Controversy surrounding services provided by Service Dogs Europe

image taken from the SDE Facebook page

image taken from the SDE Facebook page

Tracey has to date spent £4000 for a pet dog with medical needs that;

“may require a lifetime of support and veterinary treatment not covered fully by our insurance or at all if he were to be rehomed.  So now our lives are harder than they were before we signed up with Service Dogs Europe, financially with all the extra costs for a dog with these issues, physically with the vet trips and extra care, and mentally trying to plan and arrange cover as we can’t take the dog with us.”

Service Dogs Europe have ignored all phone calls, emails and the letter that Tracey has sent to them, and is now in the position of having to take legal action.

“I understand I am only one of many and that those who already managed to secure a refund have a ‘gagging clause’ on the settlement preventing them from speaking out.”

Another mother of a child with autism who has had dealings with SDE, has recently set up a campaign, You took my dog and the peoples money

Gillian O’Brien Murray states on her campaign page that when they received Star, the Autism Service Dog for her son Joseph, she was, ‘undernourished’ but that she put this down to new surroundings. But things only got worse, as Star refused to eat and would ‘cower’ when they tried to pet her.
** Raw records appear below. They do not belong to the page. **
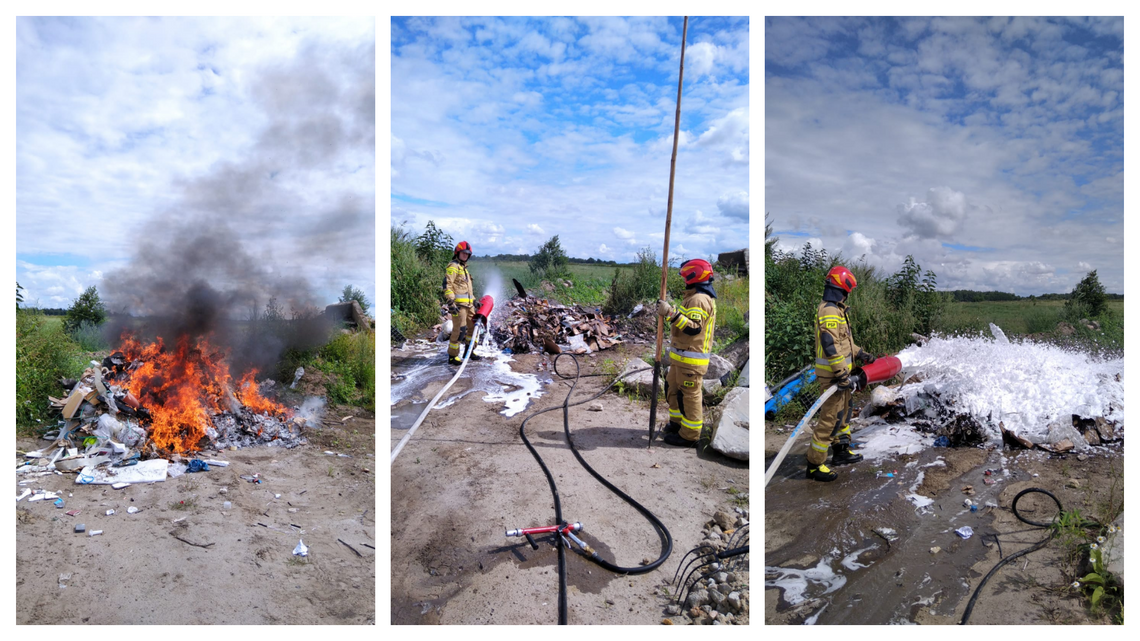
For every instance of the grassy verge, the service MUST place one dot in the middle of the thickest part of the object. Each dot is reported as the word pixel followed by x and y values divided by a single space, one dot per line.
pixel 45 354
pixel 349 364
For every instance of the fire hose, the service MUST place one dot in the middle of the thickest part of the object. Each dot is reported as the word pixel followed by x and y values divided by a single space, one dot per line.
pixel 486 305
pixel 1039 545
pixel 881 370
pixel 562 527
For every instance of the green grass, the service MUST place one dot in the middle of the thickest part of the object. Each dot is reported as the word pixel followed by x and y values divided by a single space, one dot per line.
pixel 43 355
pixel 731 306
pixel 591 282
pixel 1024 317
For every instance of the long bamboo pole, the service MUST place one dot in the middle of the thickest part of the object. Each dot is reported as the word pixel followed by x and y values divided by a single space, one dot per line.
pixel 665 252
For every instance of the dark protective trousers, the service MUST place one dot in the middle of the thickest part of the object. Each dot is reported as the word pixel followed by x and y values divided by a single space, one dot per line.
pixel 683 389
pixel 831 423
pixel 465 317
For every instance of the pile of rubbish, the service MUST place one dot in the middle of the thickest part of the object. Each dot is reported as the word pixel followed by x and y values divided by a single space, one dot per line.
pixel 105 435
pixel 968 391
pixel 532 324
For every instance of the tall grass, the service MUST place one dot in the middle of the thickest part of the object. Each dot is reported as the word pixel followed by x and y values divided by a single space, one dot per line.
pixel 416 285
pixel 45 354
pixel 640 283
pixel 884 310
pixel 89 337
pixel 731 306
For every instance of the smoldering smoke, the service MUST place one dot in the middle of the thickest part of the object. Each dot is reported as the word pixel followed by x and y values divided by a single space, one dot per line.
pixel 242 241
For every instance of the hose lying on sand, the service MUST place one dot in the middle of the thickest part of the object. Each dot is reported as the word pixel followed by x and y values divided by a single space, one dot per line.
pixel 407 437
pixel 1039 545
pixel 787 447
pixel 662 532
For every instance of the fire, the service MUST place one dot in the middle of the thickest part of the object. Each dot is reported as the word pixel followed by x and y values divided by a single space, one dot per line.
pixel 184 387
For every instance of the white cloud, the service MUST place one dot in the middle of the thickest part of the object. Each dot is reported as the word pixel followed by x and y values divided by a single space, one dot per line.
pixel 733 204
pixel 941 216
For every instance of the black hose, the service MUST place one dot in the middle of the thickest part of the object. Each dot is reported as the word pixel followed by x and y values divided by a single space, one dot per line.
pixel 1039 545
pixel 662 532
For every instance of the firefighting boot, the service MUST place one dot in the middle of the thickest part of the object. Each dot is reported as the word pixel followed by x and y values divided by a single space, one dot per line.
pixel 675 439
pixel 844 455
pixel 821 473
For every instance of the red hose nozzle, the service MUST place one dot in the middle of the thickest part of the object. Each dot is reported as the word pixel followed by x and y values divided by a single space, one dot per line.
pixel 881 370
pixel 486 305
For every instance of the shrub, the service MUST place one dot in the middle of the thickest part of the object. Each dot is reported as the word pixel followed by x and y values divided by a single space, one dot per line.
pixel 1090 294
pixel 45 354
pixel 640 283
pixel 89 337
pixel 551 261
pixel 416 284
pixel 882 311
pixel 351 293
pixel 87 308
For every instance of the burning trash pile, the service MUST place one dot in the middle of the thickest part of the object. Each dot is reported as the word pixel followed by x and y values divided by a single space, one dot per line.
pixel 532 324
pixel 147 403
pixel 969 391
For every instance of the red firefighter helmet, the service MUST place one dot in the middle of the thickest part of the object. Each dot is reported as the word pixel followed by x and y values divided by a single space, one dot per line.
pixel 695 270
pixel 841 277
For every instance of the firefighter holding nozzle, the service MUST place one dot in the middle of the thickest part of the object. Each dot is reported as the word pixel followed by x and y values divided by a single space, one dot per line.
pixel 835 354
pixel 459 292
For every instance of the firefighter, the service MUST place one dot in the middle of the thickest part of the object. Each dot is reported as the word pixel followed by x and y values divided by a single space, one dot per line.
pixel 461 301
pixel 691 345
pixel 835 354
They had to take her to the vets were she was given injections.

‘When telling Henry this we were instructed to be more firm with her and even slap her on the nose!!things didn’t improve and Henry told us she must of slipped through the net to bring her back and go back on the puppy list, so we did as Henry stated she could never be a service dog!!’

Gillian further explains that they were given a date for a new pup, but that they never received one. When they then decided to get their money back, Gillian states that, ‘Henry refused and threatened us.’ The family gave 6,000€ and have since found out that Star has been rehomed with another family who care for an autistic child.

Elizabeth Wacker, a former service manager for the company, contacted us to share her story about her time working with them.

She told us:

“SDE claims to sell service dogs “trained to Assistance Dogs International (ADI) standards” for £6950. In reality puppies are sourced cheaply in Southern Ireland, many unregistered, in ill health, fearful or aggressive and many unable to perform the tasks they are supposedly trained to do.  Hundreds are exported to the UK illegally without worming, rabies vaccinations or the required paperwork.”

Elizabeth further explained that when families complain, their options are either to “forfeit the money and return the dog which is often then resold to another family, or continue to look after and pay for a sick or unsuitable dog. The very few families to obtain a refund have a gagging order in place preventing them from speaking out.”

What Elizabeth also told us was that The Equality Act 2010 does not specifically define the term ‘Assistance Dog’.

“Hence there is room for ‘interpretation’ whereby anyone can set up a business claiming to train assistance dogs with no experience, qualifications, inspection or accreditation.  Currently the only standards are those of the ADI, a voluntary group of charities working together to ensure that all guide, hearing, medical and service dogs provided through its members are bred, raised, trained and cared for according to strict protocols.”

As Elizabeth eloquently informed us, there needs to be clarity on the definition of an assistance dog in law.

“There needs to be debate on how this can be safely and effectively opened up so that owner-trainer teams and voluntary co-operatives can self-regulate under strict supervision to attain ADI standards and be assessed for the public access test.”

Having heard from both Elizabeth and Tracy, we are deeply shocked that vulnerable children and their families are being treated in this manner and that they are being plunged into debt. Obviously this industry needs to be regulated in order to safeguard both the dog and consumer.

Elizabeth ends by telling us:

“The debate needs to be now. Service Dogs Europe and those like them need to be shut down.”

We will keep you up to date with further developments of this story.